盤はMade in Belgium。Elypsiaのようなヨーロッパのレーベルから、デトロイトの作家性を持つアルバムが出る構図は、90年代後半のテクノでよく見られた流れでもある。アメリカの都市で育った感覚を、ヨーロッパのレーベルが流通させる形だ。Future Sound Productions名義のクレジットも含め、制作と権利表記は当時のインディペンデントな電子音楽作品らしい実務的な佇まいになっている。
音の輪郭
実際に聴くと、派手なフックで押すタイプではなく、細かい打ち込みの反復と低音の推進で進む場面が多い。リズムは硬質だが、音の隙間に残る空気感がきつすぎない。Ambient寄りのパートが入っても、単なる休符としてではなく、次のビートを立ち上げるための準備のように機能している。Electroの乾いた質感と、テクノの直進性、そこに少しだけメロディの線を通す構成が、この時代のデトロイト周辺の作品らしい。

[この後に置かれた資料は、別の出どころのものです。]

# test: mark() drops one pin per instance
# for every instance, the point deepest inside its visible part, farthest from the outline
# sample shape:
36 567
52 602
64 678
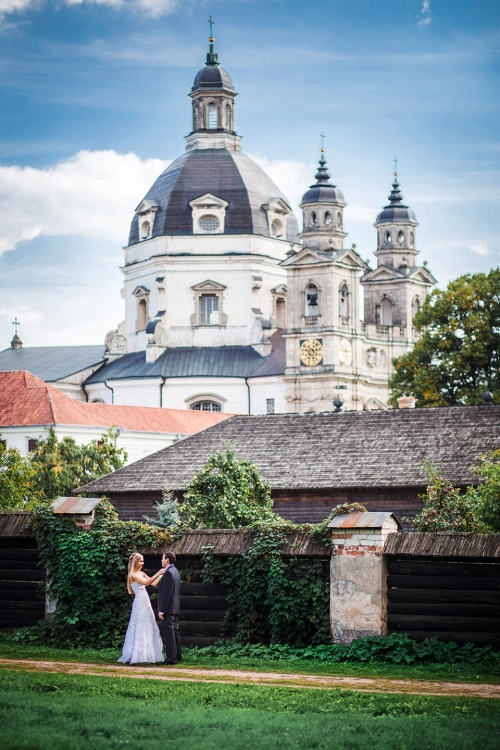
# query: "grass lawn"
448 672
72 712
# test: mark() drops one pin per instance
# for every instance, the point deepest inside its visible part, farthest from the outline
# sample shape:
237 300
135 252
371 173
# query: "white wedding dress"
143 642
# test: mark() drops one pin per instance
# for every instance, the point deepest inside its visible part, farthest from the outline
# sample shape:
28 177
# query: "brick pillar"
358 575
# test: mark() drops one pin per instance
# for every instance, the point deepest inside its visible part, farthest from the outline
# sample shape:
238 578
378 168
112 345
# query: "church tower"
396 289
322 212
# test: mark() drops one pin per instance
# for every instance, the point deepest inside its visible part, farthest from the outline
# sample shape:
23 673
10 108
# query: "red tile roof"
27 400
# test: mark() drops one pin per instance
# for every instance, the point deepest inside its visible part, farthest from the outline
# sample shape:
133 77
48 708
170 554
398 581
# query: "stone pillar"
358 575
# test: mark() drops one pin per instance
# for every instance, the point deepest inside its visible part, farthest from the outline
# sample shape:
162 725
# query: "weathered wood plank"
438 623
430 596
410 566
443 582
422 544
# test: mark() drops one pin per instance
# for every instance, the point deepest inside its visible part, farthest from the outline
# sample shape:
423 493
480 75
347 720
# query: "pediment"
208 286
307 256
208 200
146 207
278 205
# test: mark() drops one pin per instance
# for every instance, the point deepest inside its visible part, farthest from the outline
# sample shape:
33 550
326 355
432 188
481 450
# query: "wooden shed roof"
329 450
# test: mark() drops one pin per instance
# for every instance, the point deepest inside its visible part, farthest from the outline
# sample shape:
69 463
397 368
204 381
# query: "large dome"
227 174
396 211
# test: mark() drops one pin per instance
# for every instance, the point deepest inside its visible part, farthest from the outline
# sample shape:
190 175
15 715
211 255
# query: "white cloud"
480 249
92 195
425 15
153 8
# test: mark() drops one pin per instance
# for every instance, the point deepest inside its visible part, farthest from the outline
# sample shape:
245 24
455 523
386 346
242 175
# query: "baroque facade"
228 307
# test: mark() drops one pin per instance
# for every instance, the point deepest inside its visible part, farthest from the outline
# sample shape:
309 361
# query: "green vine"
86 571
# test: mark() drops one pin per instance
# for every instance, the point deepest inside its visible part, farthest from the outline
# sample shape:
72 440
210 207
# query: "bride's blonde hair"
133 564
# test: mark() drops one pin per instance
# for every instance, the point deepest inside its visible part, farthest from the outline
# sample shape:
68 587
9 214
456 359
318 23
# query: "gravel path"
233 676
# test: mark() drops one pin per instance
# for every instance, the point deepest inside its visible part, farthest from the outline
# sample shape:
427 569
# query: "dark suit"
169 605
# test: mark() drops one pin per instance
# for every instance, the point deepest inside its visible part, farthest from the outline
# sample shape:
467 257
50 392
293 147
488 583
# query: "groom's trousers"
171 637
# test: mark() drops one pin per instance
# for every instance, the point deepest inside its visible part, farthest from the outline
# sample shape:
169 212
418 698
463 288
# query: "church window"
311 300
386 312
212 118
277 229
209 310
206 406
142 314
145 230
209 224
344 301
280 313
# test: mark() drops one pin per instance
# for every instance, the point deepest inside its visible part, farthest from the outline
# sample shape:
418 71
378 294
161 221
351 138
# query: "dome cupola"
396 224
322 212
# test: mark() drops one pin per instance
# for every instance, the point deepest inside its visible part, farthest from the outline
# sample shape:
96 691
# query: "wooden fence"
444 585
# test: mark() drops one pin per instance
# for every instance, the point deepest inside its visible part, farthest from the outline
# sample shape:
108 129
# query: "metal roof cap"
75 505
362 520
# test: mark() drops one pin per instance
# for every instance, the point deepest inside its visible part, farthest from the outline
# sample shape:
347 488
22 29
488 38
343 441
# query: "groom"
168 608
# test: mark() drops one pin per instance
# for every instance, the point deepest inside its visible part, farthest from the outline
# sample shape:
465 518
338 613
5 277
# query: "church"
228 306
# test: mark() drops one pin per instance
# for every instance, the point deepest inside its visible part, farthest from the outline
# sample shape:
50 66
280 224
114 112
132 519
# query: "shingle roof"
51 363
185 362
352 449
27 400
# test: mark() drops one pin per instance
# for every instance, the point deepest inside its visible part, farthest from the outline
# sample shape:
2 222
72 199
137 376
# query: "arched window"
212 117
415 306
142 314
206 406
344 301
312 300
386 312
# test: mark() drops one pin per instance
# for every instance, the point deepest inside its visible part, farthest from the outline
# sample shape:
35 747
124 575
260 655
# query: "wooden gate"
453 598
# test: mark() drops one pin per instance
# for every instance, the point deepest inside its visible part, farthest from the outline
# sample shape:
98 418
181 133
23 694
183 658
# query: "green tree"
226 493
458 354
445 508
61 465
486 496
17 480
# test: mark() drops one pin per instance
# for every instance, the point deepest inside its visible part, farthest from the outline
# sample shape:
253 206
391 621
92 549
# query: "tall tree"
17 480
458 355
61 465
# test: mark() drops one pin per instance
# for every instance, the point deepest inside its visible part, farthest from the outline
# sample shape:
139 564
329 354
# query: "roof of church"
229 175
51 363
396 209
328 450
27 401
196 361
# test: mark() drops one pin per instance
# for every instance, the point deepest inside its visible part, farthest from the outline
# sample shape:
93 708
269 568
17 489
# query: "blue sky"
93 104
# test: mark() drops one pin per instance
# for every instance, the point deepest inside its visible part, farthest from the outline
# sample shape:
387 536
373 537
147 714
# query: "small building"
28 406
314 462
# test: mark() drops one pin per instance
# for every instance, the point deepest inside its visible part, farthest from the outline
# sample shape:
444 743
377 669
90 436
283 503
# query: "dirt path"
366 684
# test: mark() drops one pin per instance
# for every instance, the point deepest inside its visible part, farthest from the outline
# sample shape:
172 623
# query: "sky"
93 106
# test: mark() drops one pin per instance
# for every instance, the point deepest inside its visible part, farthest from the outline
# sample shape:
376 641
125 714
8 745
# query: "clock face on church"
311 352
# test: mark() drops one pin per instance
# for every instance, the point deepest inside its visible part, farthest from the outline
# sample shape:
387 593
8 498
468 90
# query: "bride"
143 642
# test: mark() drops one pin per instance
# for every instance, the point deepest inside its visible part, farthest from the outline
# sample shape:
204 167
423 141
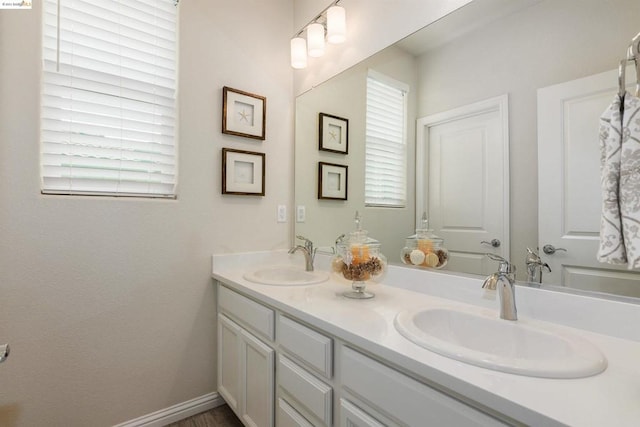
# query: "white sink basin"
286 275
517 347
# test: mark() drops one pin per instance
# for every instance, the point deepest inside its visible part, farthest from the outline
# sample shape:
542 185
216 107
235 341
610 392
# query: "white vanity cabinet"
403 400
305 370
246 363
274 368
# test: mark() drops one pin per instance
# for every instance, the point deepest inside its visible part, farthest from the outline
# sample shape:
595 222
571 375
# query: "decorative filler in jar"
424 249
359 260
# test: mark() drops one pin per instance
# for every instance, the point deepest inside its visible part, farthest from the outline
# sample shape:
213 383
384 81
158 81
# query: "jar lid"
424 232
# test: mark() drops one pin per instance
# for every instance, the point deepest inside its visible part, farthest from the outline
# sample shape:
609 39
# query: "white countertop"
611 398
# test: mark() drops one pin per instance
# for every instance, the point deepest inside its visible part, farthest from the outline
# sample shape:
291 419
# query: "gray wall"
107 303
345 96
549 43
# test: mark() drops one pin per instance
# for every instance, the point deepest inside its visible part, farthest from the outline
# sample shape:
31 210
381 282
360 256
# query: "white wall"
372 25
107 303
549 43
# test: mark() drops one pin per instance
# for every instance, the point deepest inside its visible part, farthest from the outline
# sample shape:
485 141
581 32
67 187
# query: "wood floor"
222 416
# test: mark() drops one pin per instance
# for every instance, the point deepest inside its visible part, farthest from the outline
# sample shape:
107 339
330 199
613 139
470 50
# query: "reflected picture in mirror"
529 51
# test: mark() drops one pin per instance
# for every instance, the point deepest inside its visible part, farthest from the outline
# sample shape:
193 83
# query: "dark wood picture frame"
243 113
333 181
243 172
333 133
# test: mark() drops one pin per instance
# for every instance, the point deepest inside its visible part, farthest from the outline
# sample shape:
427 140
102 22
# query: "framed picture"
333 134
332 181
243 113
242 172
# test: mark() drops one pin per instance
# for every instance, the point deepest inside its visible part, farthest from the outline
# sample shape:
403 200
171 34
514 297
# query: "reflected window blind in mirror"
108 98
385 146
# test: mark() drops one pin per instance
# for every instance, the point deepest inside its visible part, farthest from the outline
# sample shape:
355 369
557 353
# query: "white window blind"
108 98
385 151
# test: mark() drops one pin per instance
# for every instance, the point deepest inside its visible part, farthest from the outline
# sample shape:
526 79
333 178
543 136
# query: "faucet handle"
505 266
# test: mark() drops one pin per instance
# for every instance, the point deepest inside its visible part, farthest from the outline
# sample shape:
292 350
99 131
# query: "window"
108 98
386 147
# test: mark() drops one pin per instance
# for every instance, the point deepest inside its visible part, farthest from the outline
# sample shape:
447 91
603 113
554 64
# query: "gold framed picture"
332 181
243 172
243 113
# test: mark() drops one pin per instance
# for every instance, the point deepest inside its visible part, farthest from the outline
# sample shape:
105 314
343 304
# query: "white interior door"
569 197
462 182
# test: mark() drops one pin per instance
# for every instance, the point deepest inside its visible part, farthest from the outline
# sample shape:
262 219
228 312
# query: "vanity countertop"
609 398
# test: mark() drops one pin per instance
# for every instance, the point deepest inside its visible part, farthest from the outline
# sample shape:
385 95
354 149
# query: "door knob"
494 242
550 249
4 352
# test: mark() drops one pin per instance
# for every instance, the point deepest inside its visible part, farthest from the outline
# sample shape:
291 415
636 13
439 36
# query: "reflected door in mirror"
569 185
463 181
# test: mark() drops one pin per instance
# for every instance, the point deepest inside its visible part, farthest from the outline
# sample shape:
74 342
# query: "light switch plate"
300 213
282 213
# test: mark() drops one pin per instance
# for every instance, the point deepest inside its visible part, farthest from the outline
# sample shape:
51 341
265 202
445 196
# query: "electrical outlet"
300 213
282 213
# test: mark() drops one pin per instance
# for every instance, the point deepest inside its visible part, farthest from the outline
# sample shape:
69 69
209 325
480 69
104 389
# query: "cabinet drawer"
309 391
351 415
289 417
254 315
404 398
311 347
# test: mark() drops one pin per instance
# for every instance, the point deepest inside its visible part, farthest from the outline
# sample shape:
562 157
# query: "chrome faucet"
4 352
307 250
535 266
504 281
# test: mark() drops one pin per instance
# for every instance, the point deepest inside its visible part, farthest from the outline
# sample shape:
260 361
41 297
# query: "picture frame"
333 133
243 113
332 181
243 172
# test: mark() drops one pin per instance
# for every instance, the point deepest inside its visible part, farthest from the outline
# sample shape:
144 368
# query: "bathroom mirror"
486 49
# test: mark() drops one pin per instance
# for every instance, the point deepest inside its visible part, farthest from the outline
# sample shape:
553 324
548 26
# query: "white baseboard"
176 412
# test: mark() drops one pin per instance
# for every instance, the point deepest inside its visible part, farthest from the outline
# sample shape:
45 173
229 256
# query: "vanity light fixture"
333 19
315 40
336 25
298 53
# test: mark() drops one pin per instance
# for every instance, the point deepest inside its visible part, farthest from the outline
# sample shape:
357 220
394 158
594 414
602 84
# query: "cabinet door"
289 417
352 416
229 347
258 382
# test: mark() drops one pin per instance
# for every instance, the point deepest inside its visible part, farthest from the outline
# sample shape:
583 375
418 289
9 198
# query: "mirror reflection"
532 59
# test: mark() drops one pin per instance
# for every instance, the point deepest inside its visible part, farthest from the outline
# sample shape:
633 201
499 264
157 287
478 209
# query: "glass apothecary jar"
359 260
425 249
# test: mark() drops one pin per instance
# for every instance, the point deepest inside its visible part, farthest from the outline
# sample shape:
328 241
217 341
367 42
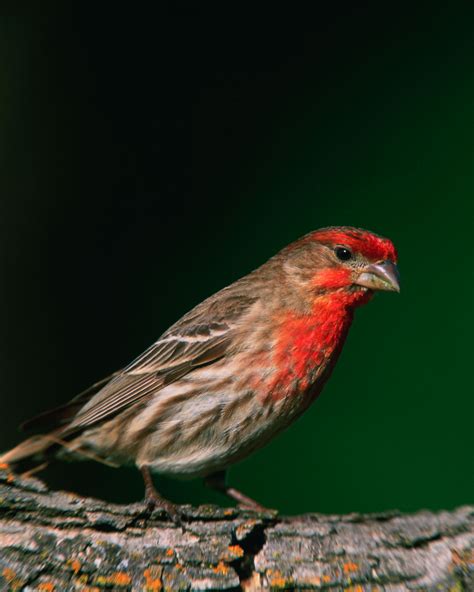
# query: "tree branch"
56 541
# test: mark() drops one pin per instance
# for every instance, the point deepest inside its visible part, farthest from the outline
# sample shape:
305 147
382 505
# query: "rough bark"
56 541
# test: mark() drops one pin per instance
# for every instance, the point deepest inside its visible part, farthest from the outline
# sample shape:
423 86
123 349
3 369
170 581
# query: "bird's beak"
380 276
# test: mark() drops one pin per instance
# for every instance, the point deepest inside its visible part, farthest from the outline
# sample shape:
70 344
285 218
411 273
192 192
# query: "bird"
230 375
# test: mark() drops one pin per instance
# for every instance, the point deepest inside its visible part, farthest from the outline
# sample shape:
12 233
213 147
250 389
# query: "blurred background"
148 160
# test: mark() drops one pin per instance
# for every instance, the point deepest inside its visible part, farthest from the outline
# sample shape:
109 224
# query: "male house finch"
232 373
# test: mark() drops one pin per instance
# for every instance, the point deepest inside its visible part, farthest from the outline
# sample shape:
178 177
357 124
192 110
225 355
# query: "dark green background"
150 159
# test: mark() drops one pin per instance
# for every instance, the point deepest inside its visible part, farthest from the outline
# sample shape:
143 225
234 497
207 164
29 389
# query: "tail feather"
32 447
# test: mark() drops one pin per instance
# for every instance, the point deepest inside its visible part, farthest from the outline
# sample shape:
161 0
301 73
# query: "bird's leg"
217 481
154 500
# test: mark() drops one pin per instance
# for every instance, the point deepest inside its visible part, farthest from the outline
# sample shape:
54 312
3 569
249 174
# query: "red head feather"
368 244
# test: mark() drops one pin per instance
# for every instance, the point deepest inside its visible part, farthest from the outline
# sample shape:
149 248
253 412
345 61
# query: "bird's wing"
201 337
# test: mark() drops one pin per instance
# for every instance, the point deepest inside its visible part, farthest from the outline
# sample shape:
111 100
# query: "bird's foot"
153 501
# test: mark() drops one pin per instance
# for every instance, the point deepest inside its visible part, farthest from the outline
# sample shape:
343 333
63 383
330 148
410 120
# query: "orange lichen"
119 578
152 583
235 551
8 574
350 567
276 579
75 566
221 568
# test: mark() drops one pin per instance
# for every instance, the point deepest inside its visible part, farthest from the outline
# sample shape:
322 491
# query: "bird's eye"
343 254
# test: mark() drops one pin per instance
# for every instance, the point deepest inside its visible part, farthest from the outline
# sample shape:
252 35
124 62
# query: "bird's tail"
33 448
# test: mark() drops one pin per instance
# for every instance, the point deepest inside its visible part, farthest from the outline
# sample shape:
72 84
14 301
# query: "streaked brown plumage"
233 372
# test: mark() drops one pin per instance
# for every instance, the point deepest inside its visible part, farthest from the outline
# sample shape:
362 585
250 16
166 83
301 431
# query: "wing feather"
196 340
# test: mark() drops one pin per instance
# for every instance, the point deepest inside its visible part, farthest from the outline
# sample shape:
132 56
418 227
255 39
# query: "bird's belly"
189 430
209 432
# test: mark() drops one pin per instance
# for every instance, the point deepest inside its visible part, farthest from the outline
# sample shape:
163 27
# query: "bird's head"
349 262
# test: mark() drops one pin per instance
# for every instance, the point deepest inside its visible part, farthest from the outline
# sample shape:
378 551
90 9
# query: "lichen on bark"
57 541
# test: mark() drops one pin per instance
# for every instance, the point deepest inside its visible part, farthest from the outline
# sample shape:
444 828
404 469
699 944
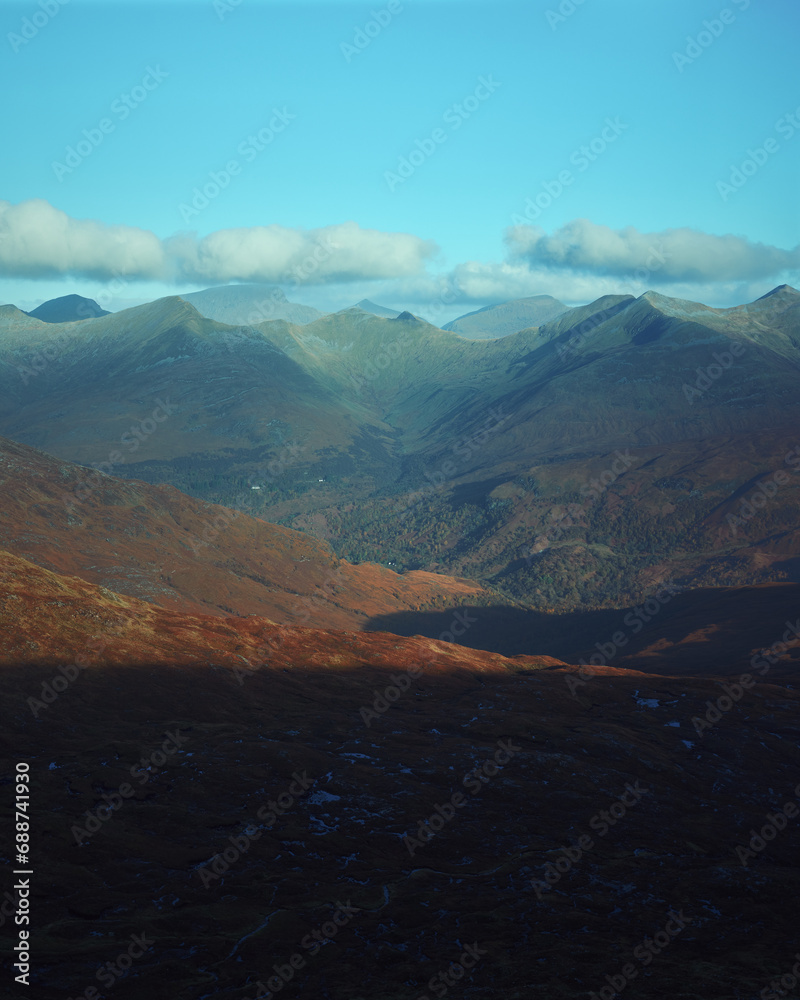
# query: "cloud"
343 252
673 255
38 241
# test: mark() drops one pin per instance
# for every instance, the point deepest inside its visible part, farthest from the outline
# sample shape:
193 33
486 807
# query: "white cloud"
343 252
38 240
673 255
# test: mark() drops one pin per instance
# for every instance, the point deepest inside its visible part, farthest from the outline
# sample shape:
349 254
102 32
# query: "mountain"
154 543
581 463
507 317
229 803
376 310
249 305
67 308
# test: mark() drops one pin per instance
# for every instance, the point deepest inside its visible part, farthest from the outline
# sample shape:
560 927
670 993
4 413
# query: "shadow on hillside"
710 631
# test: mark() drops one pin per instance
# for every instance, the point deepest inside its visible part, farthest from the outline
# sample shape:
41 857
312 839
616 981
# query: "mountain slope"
507 317
66 309
248 305
401 443
221 790
152 542
371 307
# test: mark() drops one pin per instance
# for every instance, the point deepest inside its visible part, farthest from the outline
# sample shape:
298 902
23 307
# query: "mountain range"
577 464
511 684
502 319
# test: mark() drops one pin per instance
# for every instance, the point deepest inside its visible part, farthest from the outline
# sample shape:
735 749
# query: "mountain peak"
367 305
67 309
780 290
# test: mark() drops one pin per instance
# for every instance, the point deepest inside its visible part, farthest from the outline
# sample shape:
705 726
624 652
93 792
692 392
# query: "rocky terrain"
223 817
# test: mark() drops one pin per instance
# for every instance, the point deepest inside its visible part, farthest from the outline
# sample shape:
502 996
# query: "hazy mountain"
376 310
507 317
470 458
249 305
67 308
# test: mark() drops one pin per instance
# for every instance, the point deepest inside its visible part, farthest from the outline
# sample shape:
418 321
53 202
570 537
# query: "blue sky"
666 98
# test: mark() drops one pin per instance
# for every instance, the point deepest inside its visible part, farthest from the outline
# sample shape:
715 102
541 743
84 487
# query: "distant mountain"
67 309
399 443
376 310
249 305
507 317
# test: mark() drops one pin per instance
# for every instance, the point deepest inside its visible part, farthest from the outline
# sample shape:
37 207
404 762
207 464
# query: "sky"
432 155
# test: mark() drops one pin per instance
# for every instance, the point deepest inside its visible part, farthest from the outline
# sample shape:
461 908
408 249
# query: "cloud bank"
39 241
672 255
576 263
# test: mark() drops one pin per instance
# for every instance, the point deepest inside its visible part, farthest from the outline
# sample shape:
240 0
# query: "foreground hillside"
359 817
155 543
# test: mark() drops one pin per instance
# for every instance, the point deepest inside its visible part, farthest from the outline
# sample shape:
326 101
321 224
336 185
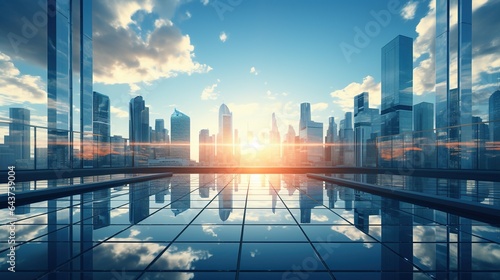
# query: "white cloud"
319 106
209 92
18 88
223 37
345 97
254 71
120 113
122 56
409 10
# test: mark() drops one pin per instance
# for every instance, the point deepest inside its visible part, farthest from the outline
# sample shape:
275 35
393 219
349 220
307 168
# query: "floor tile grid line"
238 263
64 227
63 208
184 229
305 234
458 228
112 236
370 235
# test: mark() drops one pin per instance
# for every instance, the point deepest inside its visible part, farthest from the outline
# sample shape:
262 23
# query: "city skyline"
254 85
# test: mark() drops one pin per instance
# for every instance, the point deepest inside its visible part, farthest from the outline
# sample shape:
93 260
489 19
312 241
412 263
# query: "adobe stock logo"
363 37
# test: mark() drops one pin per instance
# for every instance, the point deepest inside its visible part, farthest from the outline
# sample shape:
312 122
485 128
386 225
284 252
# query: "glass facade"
101 129
454 80
232 226
366 130
225 136
397 86
86 72
180 126
139 130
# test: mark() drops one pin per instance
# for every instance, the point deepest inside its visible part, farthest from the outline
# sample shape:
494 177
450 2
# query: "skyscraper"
225 136
275 141
290 149
139 135
346 139
19 135
101 128
160 139
424 137
494 124
366 128
180 126
397 86
454 71
60 80
311 137
305 115
331 138
207 148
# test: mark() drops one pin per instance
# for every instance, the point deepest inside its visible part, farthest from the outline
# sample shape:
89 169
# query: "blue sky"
257 56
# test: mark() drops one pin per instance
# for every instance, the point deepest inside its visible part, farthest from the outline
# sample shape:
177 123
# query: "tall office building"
275 141
305 115
424 136
206 147
160 139
61 78
101 128
346 139
19 139
311 137
454 81
397 86
19 133
289 147
331 153
366 129
225 136
139 135
494 124
180 126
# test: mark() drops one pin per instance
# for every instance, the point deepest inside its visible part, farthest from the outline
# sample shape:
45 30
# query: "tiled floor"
244 227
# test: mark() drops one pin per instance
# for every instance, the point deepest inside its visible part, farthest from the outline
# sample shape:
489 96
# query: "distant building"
331 145
494 125
206 147
101 128
139 134
275 141
397 86
290 151
225 136
19 136
424 136
453 57
160 139
311 137
366 130
346 140
180 125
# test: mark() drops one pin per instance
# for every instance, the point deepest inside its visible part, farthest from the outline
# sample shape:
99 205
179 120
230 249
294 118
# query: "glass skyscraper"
454 81
397 86
60 79
102 131
311 137
494 126
366 129
225 136
180 127
139 129
19 136
424 137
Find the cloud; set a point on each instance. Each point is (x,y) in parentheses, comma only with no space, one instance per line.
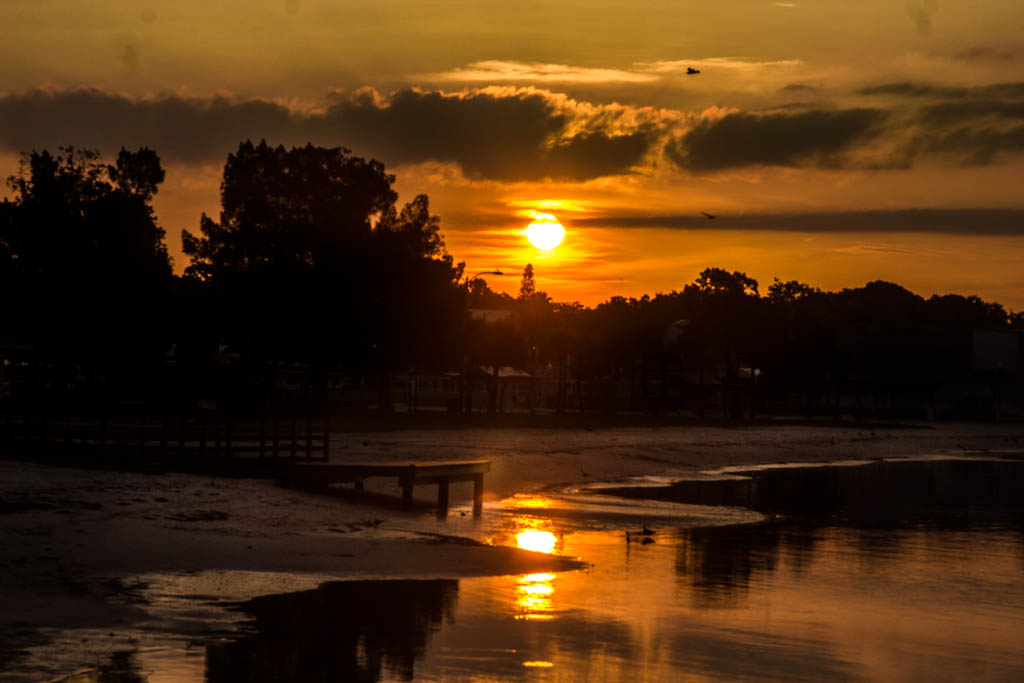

アルバム全体を通して、曲ごとの主張を前に出すより、流れの中で印象を残す作りが目につく。DJとしての経験が反映された組み立てで、単体のトラックを並べただけの作品とは少し違う。フロア向けの圧と、家庭で通して聴いたときの連続性、その両方を意識した作りに見える。
同時代との接点
90年代後半のデトロイト・テクノは、Jeff Mills、Carl Craig、Derrick Mayの系譜だけでなく、より細かなレーベル網の中で多様化していた時期でもある。Claude Youngはその中で、DJ/リミキサーとしての実績を背景に、より硬質で機能的な側面と、アルバムでの構成感を両立させた人物として見られてきた。後年にはオランダのDjax-Up-Beatsとも関係を深め、『Pattern Buffer』シリーズや2000年の『Patterns』へとつながっていくが、『Soft Thru』はその前段階で、彼の基本線をまとめた初期の到達点として読むことができる。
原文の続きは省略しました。